A Florida resident has alleged in a putative class action that Kraft Foods and Hormel Foods deceive the public by selling their prepackaged retail sandwich meat products in a way that suggests they contain far less fat than they actually do. Kuenzig v. Kraft Foods, Inc., No. 11-00838 (U.S. Dist. Ct., M.D. Fla., Tampa Div., filed April 18, 2011).
The companies allegedly state on their product labels that the sliced ham, turkey and other deli-style meats are 95, 96, 97, or 98 percent fat-free and juxtapose this information with a calorie count per serving.

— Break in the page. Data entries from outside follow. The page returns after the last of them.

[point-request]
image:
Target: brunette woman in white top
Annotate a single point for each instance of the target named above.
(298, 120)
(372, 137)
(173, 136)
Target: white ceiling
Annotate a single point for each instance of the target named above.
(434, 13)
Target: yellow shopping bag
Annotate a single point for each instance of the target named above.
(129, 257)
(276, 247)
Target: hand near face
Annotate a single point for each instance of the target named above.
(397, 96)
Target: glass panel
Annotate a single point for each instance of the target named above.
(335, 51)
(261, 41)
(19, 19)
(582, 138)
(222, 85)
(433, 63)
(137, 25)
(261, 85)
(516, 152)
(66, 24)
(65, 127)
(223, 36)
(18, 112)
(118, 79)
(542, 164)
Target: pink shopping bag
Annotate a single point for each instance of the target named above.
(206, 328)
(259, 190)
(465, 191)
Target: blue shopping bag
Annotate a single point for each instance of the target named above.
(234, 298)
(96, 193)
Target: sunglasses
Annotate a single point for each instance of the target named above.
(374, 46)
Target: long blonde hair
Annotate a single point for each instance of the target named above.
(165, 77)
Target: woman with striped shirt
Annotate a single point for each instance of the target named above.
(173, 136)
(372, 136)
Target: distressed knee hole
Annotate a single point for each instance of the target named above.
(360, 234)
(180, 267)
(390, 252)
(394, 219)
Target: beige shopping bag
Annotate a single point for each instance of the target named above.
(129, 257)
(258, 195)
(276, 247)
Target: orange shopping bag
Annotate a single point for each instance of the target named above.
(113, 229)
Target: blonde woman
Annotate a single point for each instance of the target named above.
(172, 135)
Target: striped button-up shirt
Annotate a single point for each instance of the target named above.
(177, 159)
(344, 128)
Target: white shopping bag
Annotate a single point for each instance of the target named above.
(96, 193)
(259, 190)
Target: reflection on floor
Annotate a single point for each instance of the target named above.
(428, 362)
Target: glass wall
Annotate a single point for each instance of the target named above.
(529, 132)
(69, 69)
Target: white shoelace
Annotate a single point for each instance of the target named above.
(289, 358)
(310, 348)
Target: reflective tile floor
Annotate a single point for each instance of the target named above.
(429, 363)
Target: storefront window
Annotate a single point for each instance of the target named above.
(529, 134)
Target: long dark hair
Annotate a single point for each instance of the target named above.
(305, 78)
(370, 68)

According to the plaintiff, this leads consumers to believe that of the 50 calories in a serving, for example, less than 5 percent comes from fat. Because the products could actually derive one-half of their calories from fat, the plaintiff contends that health-conscious consumers “will continue to be surprised to learn that Products they’ve purchased—and perhaps have repurchased for years—are about ten times the amounts of fat claimed.”
Seeking to certify a nationwide class of consumers who purchased these products since April 2006, the plaintiff alleges breach of express warranty, breach of the Uniform Commercial Code, violation of state unfair or deceptive practices laws, fraudulent and intentional misrepresentation, negligent misrepresentation, unjust enrichment, quantum meruit, false pretenses and fraudulent conversion, trespass to chattels, and replevin. He seeks an injunction to stop the defendants “from continuing to misrepresent the true fat content of their Products, and requiring them to state the percentage of fat by calories”; exemplary, treble or punitive damages; attorney’s fees; and costs.
A Kraft spokesperson reportedly called the lawsuit “unfounded. We stand behind the statements on our labels, which are true and clear. What’s more, these labels are regulated and approved by the USDA prior to use.” See WCSC TV, April 19, 2011.